Ça y est, c'était dit ! Maintenant, le jeune garçon attendait la sentence que, logiquement, il méritait. Mais il n'en fut rien...Néanmoins, le rire gras qui éclata dans la vieille maison fut pire que n'importe quelle correction qu'il avait reçu jusqu'à maintenant.
-Une femme ? Ton c½ur a choisi une femme ? Laisses-moi rire ! Tu n'a pas le charisme pour te faire apprécier des femmes !
Il s'attendait à une telle réplique...il avait également l'habitude des rabaissements et des moqueries qui étaient presque devenues son quotidien. L'homme força son fils à se relever avant de lui flanquer une grande tape dans le dos, ne pouvant s'empêcher de continuer de rire, crachant son horrible haleine sur son fils.
-Laisses-moi te dire quelque chose, fils ! Les femmes n'apportent que du bon lors des premiers moments. Après cela, elles t'empoisonnent la vie à jamais ! Elles te mènent à la carotte comme si tu étais une mule et se servent de toi ! Qui c'est, ta dulcinée ? Une grande ? Les yeux bleus ? Rousse ? Comment s'appelle t-elle ?
-C'est une Navïn !
Il avait dit cela pour le provoquer, car il en avait assez de toutes ces remarques méchantes et inutiles ! Le seul être pourrit ici, c'était bien lui ! Malïncer soutient le regard de son père, les lèvres serrées. Il vit la gifle venir mais se baissa à temps avant de reculer aussitôt, se précipitant vers le fond de la pièce sale.
Maintenant, l'homme était devenu comme enragé, les veines de son cou palpitant d'une manière horrible alors que la couleur de son visage virait au cramoisie. Il avait eu tort de le pousser à bout...il savait très bien de quoi cet ivrogne était capable...

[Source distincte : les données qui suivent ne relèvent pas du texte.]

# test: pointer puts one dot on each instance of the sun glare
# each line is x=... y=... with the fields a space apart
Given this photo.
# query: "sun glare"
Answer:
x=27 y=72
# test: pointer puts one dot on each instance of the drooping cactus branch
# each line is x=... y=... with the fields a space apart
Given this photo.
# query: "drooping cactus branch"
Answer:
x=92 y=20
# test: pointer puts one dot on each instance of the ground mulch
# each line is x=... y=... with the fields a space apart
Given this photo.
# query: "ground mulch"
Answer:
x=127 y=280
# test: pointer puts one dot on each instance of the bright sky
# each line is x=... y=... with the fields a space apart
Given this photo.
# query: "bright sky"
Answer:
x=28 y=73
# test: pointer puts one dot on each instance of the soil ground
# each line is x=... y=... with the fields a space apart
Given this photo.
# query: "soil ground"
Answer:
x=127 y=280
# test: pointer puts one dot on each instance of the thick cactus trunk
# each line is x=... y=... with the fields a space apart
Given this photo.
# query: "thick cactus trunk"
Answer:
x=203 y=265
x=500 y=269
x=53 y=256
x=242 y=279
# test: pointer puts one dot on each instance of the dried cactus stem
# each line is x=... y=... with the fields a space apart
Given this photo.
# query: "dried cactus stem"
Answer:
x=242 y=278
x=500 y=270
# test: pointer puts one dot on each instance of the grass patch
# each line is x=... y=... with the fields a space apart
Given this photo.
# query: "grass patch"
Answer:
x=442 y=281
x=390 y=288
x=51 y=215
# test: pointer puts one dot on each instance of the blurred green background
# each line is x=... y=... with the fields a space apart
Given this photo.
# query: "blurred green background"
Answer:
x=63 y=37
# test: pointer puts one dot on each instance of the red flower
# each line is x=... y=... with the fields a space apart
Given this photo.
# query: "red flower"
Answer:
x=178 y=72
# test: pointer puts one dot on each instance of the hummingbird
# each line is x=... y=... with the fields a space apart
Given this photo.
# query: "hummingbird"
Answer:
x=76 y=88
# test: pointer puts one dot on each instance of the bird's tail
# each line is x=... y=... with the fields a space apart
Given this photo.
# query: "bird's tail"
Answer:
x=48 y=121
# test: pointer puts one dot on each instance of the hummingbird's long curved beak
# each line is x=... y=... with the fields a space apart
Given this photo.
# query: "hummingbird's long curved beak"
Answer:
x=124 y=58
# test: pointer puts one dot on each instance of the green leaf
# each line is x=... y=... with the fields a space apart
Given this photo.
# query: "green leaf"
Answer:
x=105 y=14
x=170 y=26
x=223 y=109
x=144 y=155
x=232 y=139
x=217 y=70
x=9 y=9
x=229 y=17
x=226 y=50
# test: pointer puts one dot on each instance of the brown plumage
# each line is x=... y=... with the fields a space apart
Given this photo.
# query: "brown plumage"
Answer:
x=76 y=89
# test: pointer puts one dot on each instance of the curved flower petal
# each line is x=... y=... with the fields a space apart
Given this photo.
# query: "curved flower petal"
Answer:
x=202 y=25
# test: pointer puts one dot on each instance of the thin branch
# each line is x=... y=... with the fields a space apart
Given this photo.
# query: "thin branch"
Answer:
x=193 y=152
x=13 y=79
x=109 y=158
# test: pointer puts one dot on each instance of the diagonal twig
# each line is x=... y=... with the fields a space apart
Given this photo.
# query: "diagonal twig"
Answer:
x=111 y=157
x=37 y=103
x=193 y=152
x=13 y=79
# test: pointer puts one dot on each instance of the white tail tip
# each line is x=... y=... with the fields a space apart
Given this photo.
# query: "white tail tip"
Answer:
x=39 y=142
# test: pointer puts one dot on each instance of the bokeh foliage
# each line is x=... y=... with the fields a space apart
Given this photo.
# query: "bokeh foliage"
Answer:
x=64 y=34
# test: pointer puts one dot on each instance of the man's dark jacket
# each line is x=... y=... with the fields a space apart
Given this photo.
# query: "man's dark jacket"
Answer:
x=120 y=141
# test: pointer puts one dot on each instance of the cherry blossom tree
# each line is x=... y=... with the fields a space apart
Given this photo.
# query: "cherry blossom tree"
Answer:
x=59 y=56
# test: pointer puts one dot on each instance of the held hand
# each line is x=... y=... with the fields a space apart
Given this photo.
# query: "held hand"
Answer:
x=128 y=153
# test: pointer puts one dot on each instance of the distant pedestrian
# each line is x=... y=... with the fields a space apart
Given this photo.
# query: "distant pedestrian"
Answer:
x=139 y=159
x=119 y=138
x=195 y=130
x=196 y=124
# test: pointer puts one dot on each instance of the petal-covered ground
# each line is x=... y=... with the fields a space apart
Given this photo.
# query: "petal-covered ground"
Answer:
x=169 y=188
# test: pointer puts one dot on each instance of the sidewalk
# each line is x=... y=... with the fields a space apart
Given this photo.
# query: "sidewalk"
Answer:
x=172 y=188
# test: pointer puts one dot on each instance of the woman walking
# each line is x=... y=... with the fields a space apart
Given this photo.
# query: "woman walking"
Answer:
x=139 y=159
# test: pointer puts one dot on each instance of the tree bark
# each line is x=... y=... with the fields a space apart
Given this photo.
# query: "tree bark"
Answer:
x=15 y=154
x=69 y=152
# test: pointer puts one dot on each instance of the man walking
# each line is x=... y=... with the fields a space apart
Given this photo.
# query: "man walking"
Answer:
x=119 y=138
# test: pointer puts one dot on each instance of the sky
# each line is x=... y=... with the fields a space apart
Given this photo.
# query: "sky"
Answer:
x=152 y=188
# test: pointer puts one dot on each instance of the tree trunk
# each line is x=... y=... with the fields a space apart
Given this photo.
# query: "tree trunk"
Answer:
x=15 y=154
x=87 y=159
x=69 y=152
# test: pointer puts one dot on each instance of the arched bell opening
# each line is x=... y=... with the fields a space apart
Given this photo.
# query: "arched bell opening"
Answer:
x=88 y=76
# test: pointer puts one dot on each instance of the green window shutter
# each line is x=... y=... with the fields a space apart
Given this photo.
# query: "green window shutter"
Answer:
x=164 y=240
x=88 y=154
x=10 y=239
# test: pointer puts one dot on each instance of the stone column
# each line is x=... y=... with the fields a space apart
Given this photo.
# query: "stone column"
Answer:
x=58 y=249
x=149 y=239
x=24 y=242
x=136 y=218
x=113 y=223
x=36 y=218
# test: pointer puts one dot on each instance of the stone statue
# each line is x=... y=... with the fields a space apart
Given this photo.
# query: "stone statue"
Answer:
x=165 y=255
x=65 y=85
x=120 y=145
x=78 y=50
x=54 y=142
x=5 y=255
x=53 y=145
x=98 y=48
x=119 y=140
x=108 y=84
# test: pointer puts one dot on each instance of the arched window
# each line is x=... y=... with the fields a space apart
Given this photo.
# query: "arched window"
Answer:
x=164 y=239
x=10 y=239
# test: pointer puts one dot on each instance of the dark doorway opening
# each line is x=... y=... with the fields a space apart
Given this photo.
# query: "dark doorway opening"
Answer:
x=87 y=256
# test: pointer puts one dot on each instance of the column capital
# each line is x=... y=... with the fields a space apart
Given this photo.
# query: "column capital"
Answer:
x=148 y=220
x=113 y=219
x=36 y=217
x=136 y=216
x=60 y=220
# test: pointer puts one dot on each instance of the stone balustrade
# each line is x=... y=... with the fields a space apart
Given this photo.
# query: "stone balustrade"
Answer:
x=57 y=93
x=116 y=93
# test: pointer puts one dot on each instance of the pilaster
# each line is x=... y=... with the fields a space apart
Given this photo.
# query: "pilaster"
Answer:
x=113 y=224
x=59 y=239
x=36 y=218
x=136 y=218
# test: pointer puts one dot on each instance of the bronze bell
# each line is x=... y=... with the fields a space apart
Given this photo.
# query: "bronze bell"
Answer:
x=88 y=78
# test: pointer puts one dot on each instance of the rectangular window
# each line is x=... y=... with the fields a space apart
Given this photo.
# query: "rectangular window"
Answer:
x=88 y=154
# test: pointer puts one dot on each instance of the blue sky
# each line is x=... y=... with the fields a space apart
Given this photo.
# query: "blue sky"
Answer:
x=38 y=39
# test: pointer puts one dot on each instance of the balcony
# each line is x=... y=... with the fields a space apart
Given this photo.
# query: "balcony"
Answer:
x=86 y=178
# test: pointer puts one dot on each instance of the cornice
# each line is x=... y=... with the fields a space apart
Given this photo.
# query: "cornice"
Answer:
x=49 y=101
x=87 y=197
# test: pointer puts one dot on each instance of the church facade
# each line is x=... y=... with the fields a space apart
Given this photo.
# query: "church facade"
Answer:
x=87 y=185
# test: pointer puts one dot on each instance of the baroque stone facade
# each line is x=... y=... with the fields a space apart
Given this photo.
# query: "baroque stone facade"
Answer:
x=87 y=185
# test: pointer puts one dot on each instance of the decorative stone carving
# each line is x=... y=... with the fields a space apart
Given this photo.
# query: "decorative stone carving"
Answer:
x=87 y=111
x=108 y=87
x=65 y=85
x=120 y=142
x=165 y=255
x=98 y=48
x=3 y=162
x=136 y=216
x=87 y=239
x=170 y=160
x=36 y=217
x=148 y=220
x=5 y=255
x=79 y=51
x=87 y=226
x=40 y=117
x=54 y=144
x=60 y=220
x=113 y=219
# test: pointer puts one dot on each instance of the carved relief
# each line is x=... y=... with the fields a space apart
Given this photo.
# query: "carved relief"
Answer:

-Une Navïn ! Une progéniture de Navïn ! Ces animaux sauvages sont perfides et sanguinaires ! Et mon fils ose me dire en face qu'il est amoureux de l'une d'entre elles ? Tu ose m'avouer que c'est à cause d'une femelle Navïn que tu n'a ramené que quarante pièce ! Tu ose me sortir ce...cette excuse qui n'est rien d'autre qu'un ramassis d'immondice provenant de ta bouche ?
-Père ! se mit-il à geindre. Père, ne me faites pas de mal, pitié ! Je ne le ferais plus, c'est promis !

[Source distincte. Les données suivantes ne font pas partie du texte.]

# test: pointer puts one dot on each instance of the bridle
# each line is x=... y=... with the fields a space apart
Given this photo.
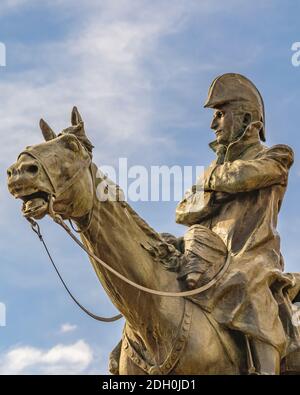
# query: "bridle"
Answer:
x=59 y=220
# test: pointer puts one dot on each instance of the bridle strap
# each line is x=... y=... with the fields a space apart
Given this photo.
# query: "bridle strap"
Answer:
x=58 y=219
x=35 y=227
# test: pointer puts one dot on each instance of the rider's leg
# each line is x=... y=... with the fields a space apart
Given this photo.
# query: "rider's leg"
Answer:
x=266 y=358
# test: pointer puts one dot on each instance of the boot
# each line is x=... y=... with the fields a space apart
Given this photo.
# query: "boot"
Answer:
x=266 y=358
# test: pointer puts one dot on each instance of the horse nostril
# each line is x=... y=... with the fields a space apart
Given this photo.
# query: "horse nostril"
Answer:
x=33 y=169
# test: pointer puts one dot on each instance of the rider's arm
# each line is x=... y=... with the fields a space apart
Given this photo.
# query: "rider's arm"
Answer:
x=246 y=175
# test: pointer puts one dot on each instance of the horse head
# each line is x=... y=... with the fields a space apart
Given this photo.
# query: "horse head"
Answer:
x=55 y=173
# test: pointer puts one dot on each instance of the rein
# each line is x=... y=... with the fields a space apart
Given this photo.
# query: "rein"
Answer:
x=58 y=219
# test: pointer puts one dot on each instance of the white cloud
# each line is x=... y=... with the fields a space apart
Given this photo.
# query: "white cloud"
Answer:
x=60 y=359
x=65 y=328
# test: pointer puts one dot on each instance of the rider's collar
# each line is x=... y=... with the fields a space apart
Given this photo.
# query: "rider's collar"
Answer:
x=236 y=148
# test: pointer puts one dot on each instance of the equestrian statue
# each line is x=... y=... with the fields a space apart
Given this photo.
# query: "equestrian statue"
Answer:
x=215 y=301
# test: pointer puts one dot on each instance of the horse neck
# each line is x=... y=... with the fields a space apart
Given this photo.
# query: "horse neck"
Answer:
x=118 y=236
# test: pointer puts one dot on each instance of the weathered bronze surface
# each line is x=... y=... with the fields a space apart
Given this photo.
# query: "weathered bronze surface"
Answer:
x=243 y=323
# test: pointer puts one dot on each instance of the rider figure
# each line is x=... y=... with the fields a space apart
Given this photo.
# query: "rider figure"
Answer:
x=243 y=192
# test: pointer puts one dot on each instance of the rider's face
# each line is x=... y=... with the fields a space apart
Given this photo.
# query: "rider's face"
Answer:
x=223 y=125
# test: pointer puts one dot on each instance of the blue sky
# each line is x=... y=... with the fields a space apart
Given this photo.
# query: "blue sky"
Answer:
x=139 y=72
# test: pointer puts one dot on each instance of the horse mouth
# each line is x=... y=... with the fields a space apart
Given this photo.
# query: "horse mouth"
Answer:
x=35 y=205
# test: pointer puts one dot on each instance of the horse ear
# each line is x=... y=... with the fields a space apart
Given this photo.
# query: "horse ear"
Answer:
x=75 y=117
x=47 y=131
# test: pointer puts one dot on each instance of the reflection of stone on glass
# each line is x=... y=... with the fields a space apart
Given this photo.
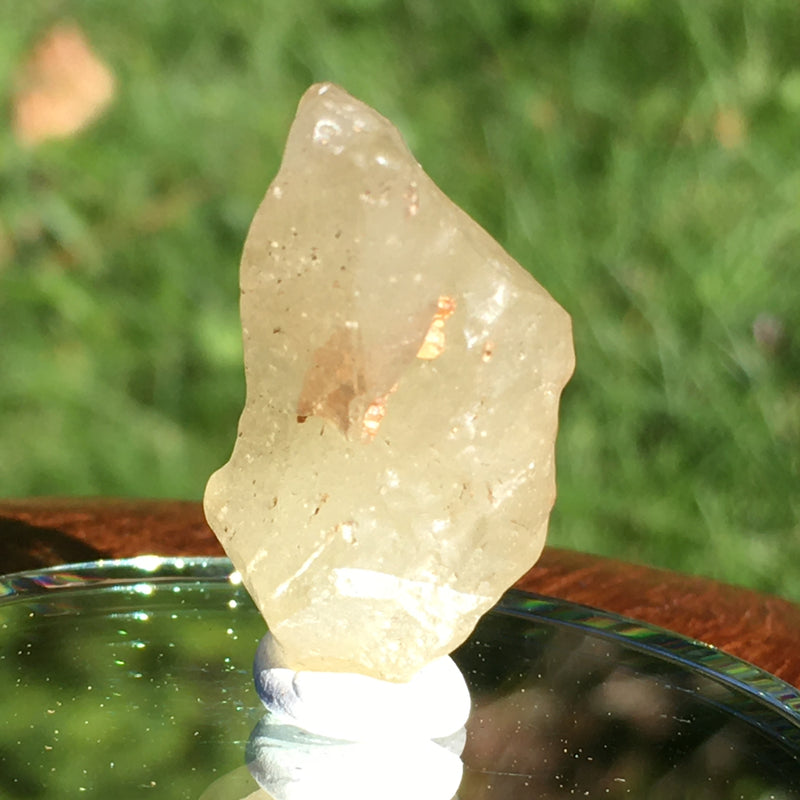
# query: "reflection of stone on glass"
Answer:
x=292 y=764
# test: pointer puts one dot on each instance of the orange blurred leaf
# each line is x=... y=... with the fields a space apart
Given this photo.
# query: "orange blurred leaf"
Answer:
x=63 y=87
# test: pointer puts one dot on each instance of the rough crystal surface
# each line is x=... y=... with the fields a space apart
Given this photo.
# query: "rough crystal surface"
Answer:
x=393 y=472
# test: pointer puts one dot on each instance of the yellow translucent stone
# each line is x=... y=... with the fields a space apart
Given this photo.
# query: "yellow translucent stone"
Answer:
x=394 y=471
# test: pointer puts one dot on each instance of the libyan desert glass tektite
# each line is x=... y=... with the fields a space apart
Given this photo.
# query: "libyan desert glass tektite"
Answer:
x=394 y=468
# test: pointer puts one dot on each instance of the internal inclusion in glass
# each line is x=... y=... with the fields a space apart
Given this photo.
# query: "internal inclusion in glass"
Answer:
x=143 y=666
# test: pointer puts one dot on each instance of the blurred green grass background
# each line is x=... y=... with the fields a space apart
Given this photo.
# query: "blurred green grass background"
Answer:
x=640 y=158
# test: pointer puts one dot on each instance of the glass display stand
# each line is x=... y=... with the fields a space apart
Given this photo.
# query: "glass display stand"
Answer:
x=132 y=679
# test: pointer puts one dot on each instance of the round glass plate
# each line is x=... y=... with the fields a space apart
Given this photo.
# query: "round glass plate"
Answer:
x=132 y=679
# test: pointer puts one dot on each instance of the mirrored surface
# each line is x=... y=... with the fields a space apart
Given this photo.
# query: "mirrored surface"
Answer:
x=133 y=679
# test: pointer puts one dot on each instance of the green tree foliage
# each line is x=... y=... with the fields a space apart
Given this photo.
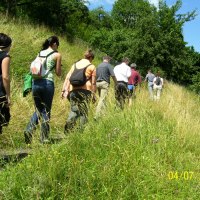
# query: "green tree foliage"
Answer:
x=60 y=15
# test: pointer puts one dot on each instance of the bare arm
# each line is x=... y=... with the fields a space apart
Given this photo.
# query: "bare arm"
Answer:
x=58 y=64
x=6 y=76
x=114 y=79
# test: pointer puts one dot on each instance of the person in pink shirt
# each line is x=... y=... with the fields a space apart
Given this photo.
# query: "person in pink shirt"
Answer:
x=133 y=81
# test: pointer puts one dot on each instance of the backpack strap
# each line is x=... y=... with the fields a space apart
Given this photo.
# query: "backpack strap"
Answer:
x=47 y=54
x=47 y=57
x=3 y=55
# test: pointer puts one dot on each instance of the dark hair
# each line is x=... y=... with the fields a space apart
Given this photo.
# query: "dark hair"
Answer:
x=126 y=60
x=49 y=42
x=107 y=58
x=5 y=41
x=89 y=54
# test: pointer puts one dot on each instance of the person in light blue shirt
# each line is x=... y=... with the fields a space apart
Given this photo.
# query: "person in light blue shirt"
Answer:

-Oh non, tu ne le feras plus ! Et je vais personnellement m'arranger à te faire entrer le mot « obéissance » dans ce qui te sert de tête !
Et il s'approcha à pas pesant, l'alcool qu'il était en train de cuver l'empêchant de courir. Malïncer se recroquevilla sur lui-même, terrifiés et n'osant fermer les yeux. C'est sans difficulté que l'homme ivre souleva son fils par les épaules avant de le jeter au sol près de la commode, hurlant toute sa rage, toute la folie qui habitait son corps malade.
Le jeune garçon se redressa en tremblant, une main sur son nez qui laissait couler son fluide vital en grande quantité, recouvrant ses doigts meurtris. Déjà, le père s'approchait de nouveau, prêt à lui faire mal...très mal...pour lui apprendre la discipline mais également parce qu'il le pouvait...parce qu'il était son père...parce que cela l'amusait !
-Père...pitié...
Mais il était devenu sourd, ses pieds frappant le sol de la maisonnée comme un véritable coup de tonnerre. Epouvanté comme jamais il ne l'avait été, Malïncer recula, son dos rencontrant brutalement le rebord du petite meuble. Ses doigts tâtèrent derrière lui, essayant de se refermer sur le premier objet qui lui aurait permis de se défendre. La lampe à huile !
Il ne sais pas ce qui lui prit. Ou alors c'était l'instinct naturel de la survie ! Quoi qu'il en soit, c'est pas désespoir qu'il jeta la lampe sur son père, celle-ci rebondissant sur son crâne aux nombreuses rides, alors que la cloche de verre explosait. Ses morceaux entaillèrent l'ensemble de son visage, le défigurant horriblement. L'homme tomba à genoux et se prit le visage entre ses grosses mains de brute, hurlant sa douleur et sa colère. C'était tout simplement terrifiant !
-Aaaaaah ! J'ai mal ! J'ai mal ! Où te caches-tu, démon, que je te torde le cou !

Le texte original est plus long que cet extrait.